How Netflix’s Last Chance U Remains One of TV’s Most Compelling Sports Docuseries
Photo Courtesy of Netflix
As any sports fan—and all the art made about them—can tell you, masterful displays of physical prowess, where the mind and body sync in competition, lend themselves well to the creation of a good story. Athletic feats, and the structures that enable them, can amaze observers. And in trying to relate this amazement to others, sometimes those observers end up making something beautiful. Netflix’s Last Chance U is one such beautiful thing.
Last Chance U is a documentary series about junior college athletic programs that benefit from being the last, best chance for players who might be talented enough to make it to the National Collegiate Athletic Association’s top division of sports (played by four-year institutions), but either didn’t have the grades coming out of high school or didn’t have their heads on straight when they were at four-year schools—that could mean academic trouble, legal trouble, or not getting along with their coaching staff.
Over the course of its run, the show has focused on a number of different locales, and later, different sports. Through the first four seasons, Last Chance covered the football programs at East Mississippi Community College (in Scooba, Mississippi) and Independence Community College (in Independence, Kansas). The last season of Last Chance U’s football installments, set at Laney College (Oakland, California), came out in July of 2020. Then earlier this year, the first season of spinoff Last Chance U: Basketball, set at East Los Angeles College (Los Angeles, California), made its debut.
When I watched the first season of the docuseries, I was struck by how artfully the cinematography chronicled practices, as well as the natural way multiple narratives unfolded through the convergence of on- and off-field tensions: athletes struggling with their play and their families; disagreements among players; the ability of coaches to scheme a playcalling system and motivate players; the problems players had motivating themselves to maintain a decent grade-point average. It was this last part that was the most jarring and the most familiar. These young men weren’t dumb, and a few of them were very academically capable, but those who failed to show book smarts revealed an obvious tension at the heart of all scholastic and collegiate athletics, a sort of conundrum that repeats itself ad infinitum: the kids play sports to get into college, but through their time in school (before college) they have mostly been trained to play sports. Not to research or to study, not to think critically about the world, not even—in the most cynical capitalistic appraisal of requirements—how to be a good employee or entrepreneur.
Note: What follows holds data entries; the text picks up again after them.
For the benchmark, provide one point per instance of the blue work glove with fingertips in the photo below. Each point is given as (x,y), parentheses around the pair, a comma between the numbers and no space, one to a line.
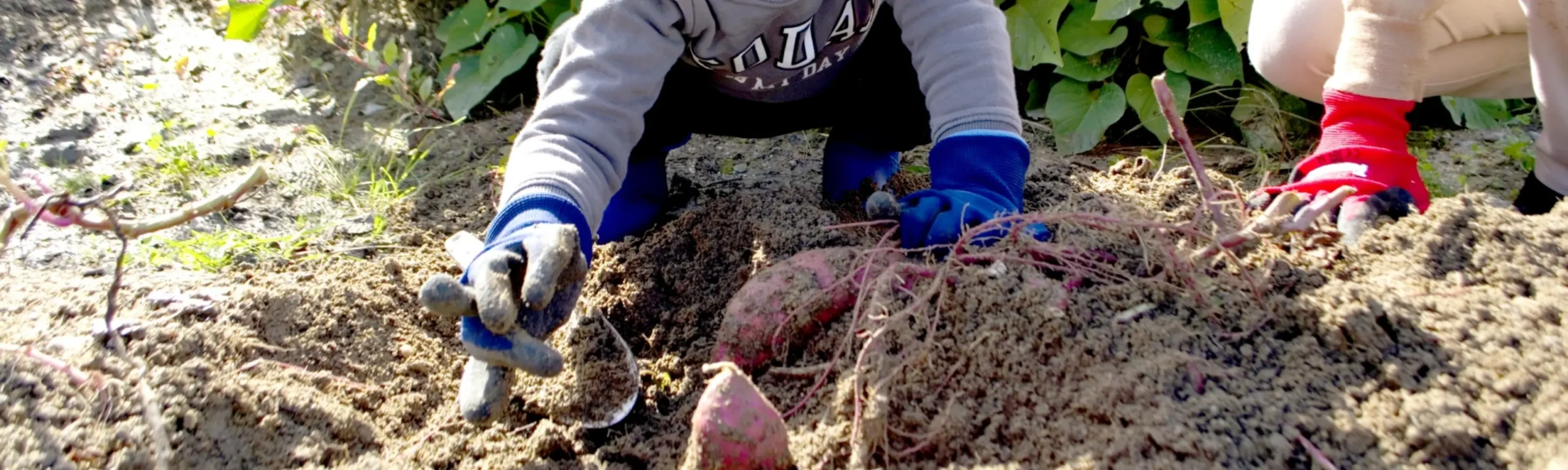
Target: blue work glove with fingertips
(976,176)
(521,287)
(847,165)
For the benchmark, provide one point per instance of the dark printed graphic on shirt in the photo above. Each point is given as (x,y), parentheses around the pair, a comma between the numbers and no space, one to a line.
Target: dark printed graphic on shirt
(791,60)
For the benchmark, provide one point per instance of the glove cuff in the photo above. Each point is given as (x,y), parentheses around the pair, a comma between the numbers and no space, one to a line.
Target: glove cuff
(984,162)
(538,206)
(1362,121)
(1366,170)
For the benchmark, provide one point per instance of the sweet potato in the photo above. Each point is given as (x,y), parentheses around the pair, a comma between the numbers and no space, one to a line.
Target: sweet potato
(734,427)
(785,304)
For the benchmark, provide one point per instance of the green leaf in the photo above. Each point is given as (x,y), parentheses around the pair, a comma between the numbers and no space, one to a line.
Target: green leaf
(1035,107)
(1092,68)
(1082,35)
(1161,32)
(497,16)
(1081,116)
(557,9)
(1235,16)
(1208,55)
(507,51)
(1140,98)
(1115,10)
(1032,26)
(519,5)
(1259,119)
(390,54)
(562,20)
(463,27)
(1477,113)
(247,20)
(1203,12)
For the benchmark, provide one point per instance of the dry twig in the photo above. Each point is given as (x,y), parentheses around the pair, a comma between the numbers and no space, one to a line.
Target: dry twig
(1163,94)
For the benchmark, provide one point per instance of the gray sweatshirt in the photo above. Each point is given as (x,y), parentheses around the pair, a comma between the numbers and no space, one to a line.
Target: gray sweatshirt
(604,68)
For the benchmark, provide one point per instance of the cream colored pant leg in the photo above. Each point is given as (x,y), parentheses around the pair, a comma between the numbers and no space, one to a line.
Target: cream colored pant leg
(1550,69)
(1477,49)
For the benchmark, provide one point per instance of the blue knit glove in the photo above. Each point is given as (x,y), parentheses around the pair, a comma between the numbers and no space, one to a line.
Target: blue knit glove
(976,176)
(846,165)
(526,283)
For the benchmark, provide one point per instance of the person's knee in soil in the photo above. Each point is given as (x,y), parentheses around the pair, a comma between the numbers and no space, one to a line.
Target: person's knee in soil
(1371,60)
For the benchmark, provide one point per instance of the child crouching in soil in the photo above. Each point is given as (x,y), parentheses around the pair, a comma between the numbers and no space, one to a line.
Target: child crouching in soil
(1368,62)
(625,82)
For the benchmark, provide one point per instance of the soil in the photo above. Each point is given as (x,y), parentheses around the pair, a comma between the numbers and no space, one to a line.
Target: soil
(1437,342)
(595,381)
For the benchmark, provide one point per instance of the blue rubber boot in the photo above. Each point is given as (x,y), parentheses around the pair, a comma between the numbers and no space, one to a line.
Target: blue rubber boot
(640,201)
(847,163)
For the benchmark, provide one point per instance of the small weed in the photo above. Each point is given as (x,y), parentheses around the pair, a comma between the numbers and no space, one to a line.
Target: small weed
(1520,152)
(85,184)
(176,165)
(1426,138)
(214,251)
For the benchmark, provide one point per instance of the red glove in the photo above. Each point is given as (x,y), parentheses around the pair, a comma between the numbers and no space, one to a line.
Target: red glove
(1363,147)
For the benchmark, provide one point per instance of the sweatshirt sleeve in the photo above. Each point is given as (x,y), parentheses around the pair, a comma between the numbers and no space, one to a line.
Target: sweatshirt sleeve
(600,73)
(965,63)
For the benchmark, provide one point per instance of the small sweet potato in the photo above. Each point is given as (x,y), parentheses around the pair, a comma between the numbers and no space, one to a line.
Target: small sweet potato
(785,304)
(734,427)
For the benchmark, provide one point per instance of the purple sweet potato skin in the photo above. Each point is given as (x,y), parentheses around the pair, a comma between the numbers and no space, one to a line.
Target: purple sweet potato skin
(758,320)
(734,427)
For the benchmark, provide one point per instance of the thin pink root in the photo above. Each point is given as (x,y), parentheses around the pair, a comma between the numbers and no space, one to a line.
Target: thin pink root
(76,375)
(1317,455)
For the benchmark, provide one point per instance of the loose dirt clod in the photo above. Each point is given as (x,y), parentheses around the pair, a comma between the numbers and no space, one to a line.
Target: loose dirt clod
(593,386)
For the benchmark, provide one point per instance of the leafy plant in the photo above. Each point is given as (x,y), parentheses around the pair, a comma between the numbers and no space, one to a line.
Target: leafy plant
(507,34)
(1102,54)
(386,65)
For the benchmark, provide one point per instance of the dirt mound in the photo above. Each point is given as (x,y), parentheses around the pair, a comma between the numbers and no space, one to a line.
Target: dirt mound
(1438,342)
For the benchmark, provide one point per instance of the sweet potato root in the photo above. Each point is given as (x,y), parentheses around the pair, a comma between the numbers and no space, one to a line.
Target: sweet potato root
(785,304)
(734,427)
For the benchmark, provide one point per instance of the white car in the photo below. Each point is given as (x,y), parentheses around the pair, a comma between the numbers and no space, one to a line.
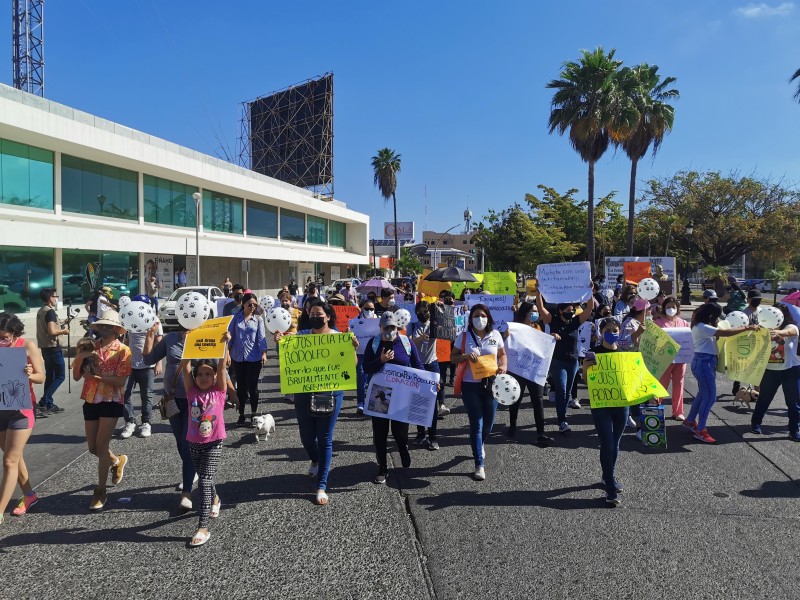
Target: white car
(166,309)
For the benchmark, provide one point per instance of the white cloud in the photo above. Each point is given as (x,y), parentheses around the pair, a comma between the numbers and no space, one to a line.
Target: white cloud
(763,10)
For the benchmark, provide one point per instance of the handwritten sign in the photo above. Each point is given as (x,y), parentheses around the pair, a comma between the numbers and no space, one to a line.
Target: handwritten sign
(747,354)
(504,282)
(565,282)
(323,362)
(529,352)
(501,307)
(658,349)
(15,389)
(621,379)
(636,271)
(207,341)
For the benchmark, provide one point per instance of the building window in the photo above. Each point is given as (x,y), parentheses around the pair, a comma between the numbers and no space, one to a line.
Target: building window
(222,213)
(262,220)
(26,175)
(91,188)
(338,234)
(168,202)
(293,226)
(24,272)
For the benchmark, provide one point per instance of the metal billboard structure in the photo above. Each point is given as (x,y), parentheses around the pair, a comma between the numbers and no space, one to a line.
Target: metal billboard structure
(288,135)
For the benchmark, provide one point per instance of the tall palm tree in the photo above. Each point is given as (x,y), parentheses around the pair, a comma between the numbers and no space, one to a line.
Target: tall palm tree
(386,166)
(655,118)
(586,104)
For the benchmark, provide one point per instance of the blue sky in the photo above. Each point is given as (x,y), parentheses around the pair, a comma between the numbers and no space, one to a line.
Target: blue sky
(457,88)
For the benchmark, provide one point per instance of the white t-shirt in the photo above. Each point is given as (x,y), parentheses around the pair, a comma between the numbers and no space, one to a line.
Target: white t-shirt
(704,338)
(488,344)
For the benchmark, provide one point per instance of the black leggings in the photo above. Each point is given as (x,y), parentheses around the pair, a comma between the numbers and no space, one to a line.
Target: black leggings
(380,435)
(247,375)
(536,392)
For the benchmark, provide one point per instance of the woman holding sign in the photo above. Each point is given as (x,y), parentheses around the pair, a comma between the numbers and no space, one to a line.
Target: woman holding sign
(479,340)
(16,425)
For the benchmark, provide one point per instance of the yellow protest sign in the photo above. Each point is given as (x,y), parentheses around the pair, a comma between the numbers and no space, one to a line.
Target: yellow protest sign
(747,354)
(621,379)
(658,349)
(317,362)
(207,341)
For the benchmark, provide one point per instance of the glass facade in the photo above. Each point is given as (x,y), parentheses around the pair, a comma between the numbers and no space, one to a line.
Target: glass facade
(222,213)
(293,226)
(26,175)
(92,188)
(168,202)
(338,234)
(317,230)
(24,272)
(262,220)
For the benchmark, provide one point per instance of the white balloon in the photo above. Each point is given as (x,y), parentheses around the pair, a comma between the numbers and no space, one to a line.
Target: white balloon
(649,288)
(192,310)
(738,319)
(278,319)
(770,317)
(137,317)
(403,317)
(505,389)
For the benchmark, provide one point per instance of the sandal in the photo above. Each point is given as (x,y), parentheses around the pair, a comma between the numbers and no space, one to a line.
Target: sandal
(199,539)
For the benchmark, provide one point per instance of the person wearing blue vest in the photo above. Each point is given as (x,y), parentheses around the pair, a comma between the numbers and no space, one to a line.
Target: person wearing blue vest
(390,347)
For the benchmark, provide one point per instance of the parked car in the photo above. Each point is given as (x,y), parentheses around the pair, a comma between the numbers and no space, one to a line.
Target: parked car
(166,310)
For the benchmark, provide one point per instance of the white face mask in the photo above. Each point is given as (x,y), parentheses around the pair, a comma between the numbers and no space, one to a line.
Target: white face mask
(479,323)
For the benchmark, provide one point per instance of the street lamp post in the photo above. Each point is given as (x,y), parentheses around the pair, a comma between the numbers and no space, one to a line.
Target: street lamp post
(197,198)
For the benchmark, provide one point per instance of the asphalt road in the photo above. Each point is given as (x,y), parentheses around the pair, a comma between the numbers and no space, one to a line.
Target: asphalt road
(696,521)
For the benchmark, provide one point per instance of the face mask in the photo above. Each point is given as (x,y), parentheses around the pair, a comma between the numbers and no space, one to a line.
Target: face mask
(480,323)
(316,322)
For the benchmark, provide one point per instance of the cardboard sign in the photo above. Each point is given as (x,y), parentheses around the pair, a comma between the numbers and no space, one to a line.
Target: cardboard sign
(529,352)
(621,379)
(636,271)
(15,389)
(485,366)
(658,349)
(207,341)
(565,282)
(747,354)
(317,362)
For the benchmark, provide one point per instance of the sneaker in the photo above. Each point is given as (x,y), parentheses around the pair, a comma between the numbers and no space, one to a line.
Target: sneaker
(127,431)
(118,470)
(25,505)
(703,436)
(98,499)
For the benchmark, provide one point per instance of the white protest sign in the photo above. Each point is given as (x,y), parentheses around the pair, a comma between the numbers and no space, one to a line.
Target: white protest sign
(402,394)
(15,389)
(529,352)
(364,330)
(682,335)
(565,282)
(501,307)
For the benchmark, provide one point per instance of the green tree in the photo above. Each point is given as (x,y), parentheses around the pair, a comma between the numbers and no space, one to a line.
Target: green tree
(385,167)
(586,103)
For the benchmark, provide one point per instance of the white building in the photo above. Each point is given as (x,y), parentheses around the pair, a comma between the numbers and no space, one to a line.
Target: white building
(76,190)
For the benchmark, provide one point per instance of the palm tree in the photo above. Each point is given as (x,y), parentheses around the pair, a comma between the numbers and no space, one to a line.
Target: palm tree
(386,166)
(586,104)
(655,118)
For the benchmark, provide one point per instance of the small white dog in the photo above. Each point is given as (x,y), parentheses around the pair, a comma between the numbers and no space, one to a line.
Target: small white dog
(264,425)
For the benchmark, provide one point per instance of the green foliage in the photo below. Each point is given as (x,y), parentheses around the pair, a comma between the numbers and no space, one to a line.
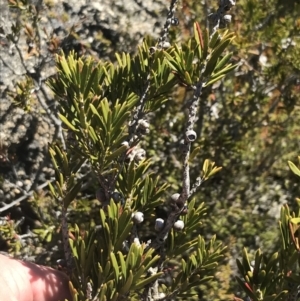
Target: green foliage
(96,100)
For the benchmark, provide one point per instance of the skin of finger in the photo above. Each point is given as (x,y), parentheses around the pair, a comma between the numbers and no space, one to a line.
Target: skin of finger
(25,281)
The athletes play sports with the hope of getting to a four-year degree-granting university because that will open doors for them. They don’t all assume they’re going to the NFL, even if a disproportionate number do assume that (and some even make it, like East Mississippi/Texas Tech University alum and Jacksonville Jaguar linebacker Dakota Allen). There is a well-founded assumption that they will have access to more resources for academic support, but they also have to get there. And the show is about how difficult “getting there” is.
Through two seasons at EMCC in Mississippi and two seasons at ICC in Kansas, a captivating piece of infotainment developed, first about the football programs at the respective junior colleges, but more interestingly about the worlds they inhabited. College sports are captivating because of the strangeness of young people risking their bodies for a chance to go to school and maybe become a professional athlete. It’s especially strange with the NCAA and its member schools generating billions of dollars in revenue from the talents of these students. But at the junior college level, things are less prosperous and less centralized. Still, at perpetual National Junior College Athletic Association championship contender EMCC and up-and-coming ICC (both undefeated teams at the time of this writing), the resources allocated to the football programs stood in contrast to the economic realities of their surrounding communities. The kids in Mississippi were outspoken about trying to get out of Scooba, while the community leader alums in Independence were outspoken about how the town’s population has shrunk and its economy has shriveled.
In Oakland and Los Angeles, the players live a different reality. Relative to rural Mississippi and small-town Kansas, urban California is in perpetual boomtimes. Yet this makes the gap between the haves and have-nots even more present. We never saw anyone sleep in their car in Scooba or Independence. We didn’t see guys working outside jobs. The players had dormitories and scholarships; not so in California, a state so populous that they have their own 108-school California Community College Athletic Association.
During Laney’s season, the gentrification of Oakland was a central theme regarding surrounding social circumstances, as the team had a relatively underwhelming season due to injuries at the quarterback position. The Laney Eagles are led by California coaching legend John Beam (also the athletic director), the only person to be recognized as state coach of the year for both high school and junior college levels, who has produced over 100 Division 1 athletes and 20 NFL players. One of those former NFL players is defensive assistant coach Derrick Gardner, whose prospering side career in real estate serves as a partial introduction to (or reminder of) the ubiquitous background theme of urban development.